CDS outlines the future of defence innovation at London Tech Week

Speaking to a packed audience of technologists, investors and policy leaders, the Chief of Defence Staff set out a vision in which the UK’s armed forces become a catalyst for national innovation, not just a beneficiary. He described a shift from closed, slow-moving programmes to an agile, “secure-by-design” ecosystem where startups, academia and traditional primes work side by side.Emphasising that operational advantage now depends as much on data and software as on ships, tanks and aircraft, he highlighted priority areas such as:

  • AI-enabled decision-making to shorten the gap between information, judgement and action
  • Advanced cyber defence to secure critical national infrastructure and deployed forces
  • Space-based services to enhance communications, navigation and intelligence
  • Autonomous systems at sea, on land and in the air to reduce risk to personnel

He underlined that this conversion will demand not only new technology, but new ways of working-leaner procurement, shared standards, and rapid experimentation that brings the battlefield and the lab closer together.

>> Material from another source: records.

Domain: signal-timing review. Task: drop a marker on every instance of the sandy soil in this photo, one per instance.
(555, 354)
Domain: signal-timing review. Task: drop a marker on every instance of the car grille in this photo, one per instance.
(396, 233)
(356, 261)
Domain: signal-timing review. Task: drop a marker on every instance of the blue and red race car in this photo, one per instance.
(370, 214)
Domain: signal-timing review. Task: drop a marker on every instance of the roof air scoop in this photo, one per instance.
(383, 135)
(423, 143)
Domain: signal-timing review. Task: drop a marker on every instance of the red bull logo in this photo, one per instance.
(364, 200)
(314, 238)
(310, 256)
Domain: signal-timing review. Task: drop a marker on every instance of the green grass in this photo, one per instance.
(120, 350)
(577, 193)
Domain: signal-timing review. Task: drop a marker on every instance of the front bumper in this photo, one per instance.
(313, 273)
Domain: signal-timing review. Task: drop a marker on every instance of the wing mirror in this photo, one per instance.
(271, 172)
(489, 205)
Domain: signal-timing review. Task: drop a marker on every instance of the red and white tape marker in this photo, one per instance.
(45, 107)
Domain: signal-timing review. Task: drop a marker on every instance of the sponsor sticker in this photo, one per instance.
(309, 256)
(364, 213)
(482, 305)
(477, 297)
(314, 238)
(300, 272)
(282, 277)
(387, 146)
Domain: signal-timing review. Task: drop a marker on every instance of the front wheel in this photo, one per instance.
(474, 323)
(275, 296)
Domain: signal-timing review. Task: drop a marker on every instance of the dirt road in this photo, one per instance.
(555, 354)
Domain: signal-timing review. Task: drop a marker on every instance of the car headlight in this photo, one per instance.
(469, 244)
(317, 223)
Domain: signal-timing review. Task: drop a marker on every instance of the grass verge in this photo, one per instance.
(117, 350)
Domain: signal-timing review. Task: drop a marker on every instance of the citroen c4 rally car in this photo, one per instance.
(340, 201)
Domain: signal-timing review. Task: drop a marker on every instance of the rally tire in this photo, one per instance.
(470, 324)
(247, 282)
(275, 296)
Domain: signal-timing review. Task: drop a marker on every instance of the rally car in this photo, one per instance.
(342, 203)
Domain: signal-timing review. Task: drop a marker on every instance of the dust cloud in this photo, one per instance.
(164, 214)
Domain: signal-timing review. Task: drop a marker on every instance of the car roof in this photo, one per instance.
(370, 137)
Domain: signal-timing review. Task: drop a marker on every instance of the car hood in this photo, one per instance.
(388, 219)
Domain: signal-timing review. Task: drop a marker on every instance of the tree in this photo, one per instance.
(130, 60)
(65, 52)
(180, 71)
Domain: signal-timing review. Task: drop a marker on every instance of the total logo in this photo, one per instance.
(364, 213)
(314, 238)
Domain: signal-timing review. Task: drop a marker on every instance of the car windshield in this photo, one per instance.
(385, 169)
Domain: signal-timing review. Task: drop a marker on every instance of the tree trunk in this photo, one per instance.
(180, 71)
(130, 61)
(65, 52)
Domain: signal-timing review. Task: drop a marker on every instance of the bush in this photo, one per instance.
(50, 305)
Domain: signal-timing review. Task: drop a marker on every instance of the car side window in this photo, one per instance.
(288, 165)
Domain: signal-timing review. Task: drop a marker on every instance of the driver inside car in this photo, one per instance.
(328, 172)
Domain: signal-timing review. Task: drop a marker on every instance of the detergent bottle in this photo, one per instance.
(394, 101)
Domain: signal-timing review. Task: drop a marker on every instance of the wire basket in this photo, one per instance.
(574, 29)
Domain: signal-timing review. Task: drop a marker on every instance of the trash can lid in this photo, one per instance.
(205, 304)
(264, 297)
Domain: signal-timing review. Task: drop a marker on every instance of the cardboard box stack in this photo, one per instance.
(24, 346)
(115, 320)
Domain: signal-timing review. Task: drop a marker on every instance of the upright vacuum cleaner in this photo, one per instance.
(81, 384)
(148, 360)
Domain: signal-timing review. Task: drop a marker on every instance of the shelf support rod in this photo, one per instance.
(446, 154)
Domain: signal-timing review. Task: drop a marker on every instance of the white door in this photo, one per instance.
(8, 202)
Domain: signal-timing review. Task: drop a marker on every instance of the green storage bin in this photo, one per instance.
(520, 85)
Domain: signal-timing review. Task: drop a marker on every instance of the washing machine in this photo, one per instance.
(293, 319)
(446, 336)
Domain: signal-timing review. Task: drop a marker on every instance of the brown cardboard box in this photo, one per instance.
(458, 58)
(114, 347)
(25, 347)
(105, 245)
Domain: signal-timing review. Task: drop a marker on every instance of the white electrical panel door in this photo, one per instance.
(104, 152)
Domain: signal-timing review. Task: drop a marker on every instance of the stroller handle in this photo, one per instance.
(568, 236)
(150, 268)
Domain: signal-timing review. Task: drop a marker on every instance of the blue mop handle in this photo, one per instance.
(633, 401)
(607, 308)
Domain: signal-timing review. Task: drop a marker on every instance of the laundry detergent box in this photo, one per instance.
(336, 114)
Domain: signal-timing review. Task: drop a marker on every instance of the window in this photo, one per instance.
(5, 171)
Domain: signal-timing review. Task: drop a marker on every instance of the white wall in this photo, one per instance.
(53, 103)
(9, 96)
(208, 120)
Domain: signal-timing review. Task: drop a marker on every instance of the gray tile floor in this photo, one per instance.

To give industry clear signals,the CDS sketched a near-term roadmap of capability needs and collaboration models,stressing that predictable demand and open competition are central to drawing in private capital. He pointed to an emerging “defence innovation spine” that links frontline commands with UK research hubs and commercial accelerators, and he invited London Tech Week participants to plug their solutions directly into real operational challenges. Key themes included:

  • Co-investment models that de-risk early-stage concepts
  • Dual-use technologies that serve both civilian and defence markets
  • Interoperability with allies through shared digital architectures
Focus Area 2026 Goal
AI & Data Automated insight for major operations
Cyber Resilient-by-default military networks
Autonomy Scaled deployment of uncrewed platforms
Space Persistent UK-led orbital services

His message to the tech community was clear: defence is opening up, moving faster, and ready to partner with innovators who can help the UK stay ahead in an era of constant strategic competition.

Harnessing artificial intelligence responsibly in military operations

For the Armed Forces, the question is no longer whether to adopt AI, but how to embed it within a framework of human judgement, legal obligation and public trust. That means treating algorithms as tools,not decision-makers,and ensuring a clear chain of accountability from coder to commander. Defence must set strict parameters for data provenance, ensure models are auditable, and preserve the ability of commanders to query and override automated recommendations. In practice, that involves robust testing in synthetic environments, red-teaming against adversarial manipulation, and continuous monitoring of systems once deployed. The aim is not to create autonomous arsenals, but to give our people faster insight, sharper discrimination and better options in the fog of conflict.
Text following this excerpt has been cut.